Sustainability is a serious threat to independent media in the developing world (Cook, 2016). Consumers of independent media in developing countries are generally reluctant to pay for access (Cook, 2016; Sen & Nielsen, 2016). The main findings with regard to business models for independent media models are:
- The sales model of revenue generation is in peril across the world. There are a few examples of independent media outlets which generate revenue from memberships, subscriptions and sponsorships in Latin America and the Middle East (Breiner, 2014);
- The advertising model is generally in decline and there is no consensus regarding the viability of this model for independent media in developing countries (Cook, 2016; Nelson & Susman-Pena, 2012; Sen & Nielsen, 2016);
- The Quint and The Scroll are examples of successful independent media start-ups in India which earn revenue from advertising (Sen & Nielsen, 2016).
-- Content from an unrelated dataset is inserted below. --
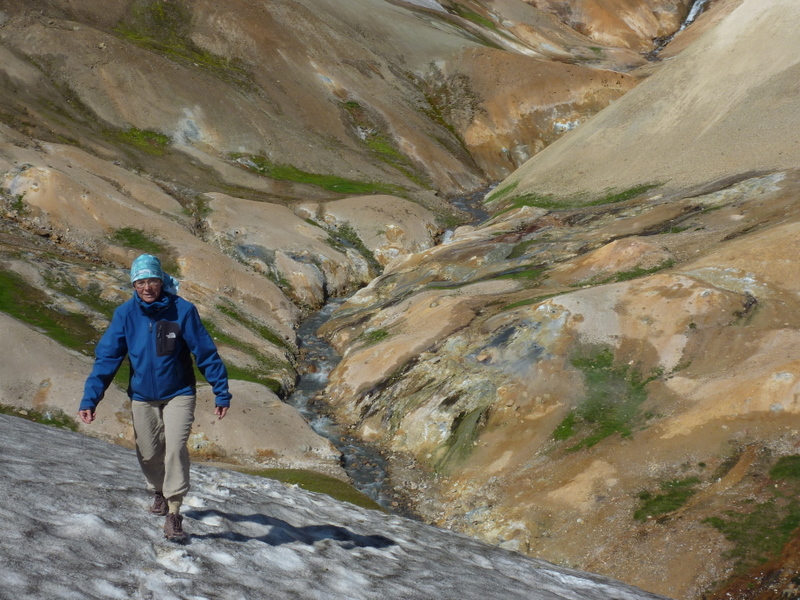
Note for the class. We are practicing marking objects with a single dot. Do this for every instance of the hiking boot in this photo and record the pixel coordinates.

In addition, there are a few examples of independent news websites in developing countries which earn revenue from native advertising, banner ads and affiliate marketing (Breiner, 2014);
- Mixed revenue models or cross-subsidising of media businesses with complementary for-profit business activities is growing in developing countries (Breiner, 2014; Ladeas, 2015);
- Crowdfunding has been used by a few media outlets in Europe and Latin America (Breiner, 2014; Živković, 2016);
- Donations have a poor record for raising revenue in developing countries (Cook, 2016), and
- Not for profit media are growing in developing countries, such as The Wire and Khabar Laharyia in India. However, limited case study evidence indicates that they have not yet found a sustainable business model (Sen & Nielsen, 2016). There is no reference to gender or disability in the literature on funding or business models for independent media.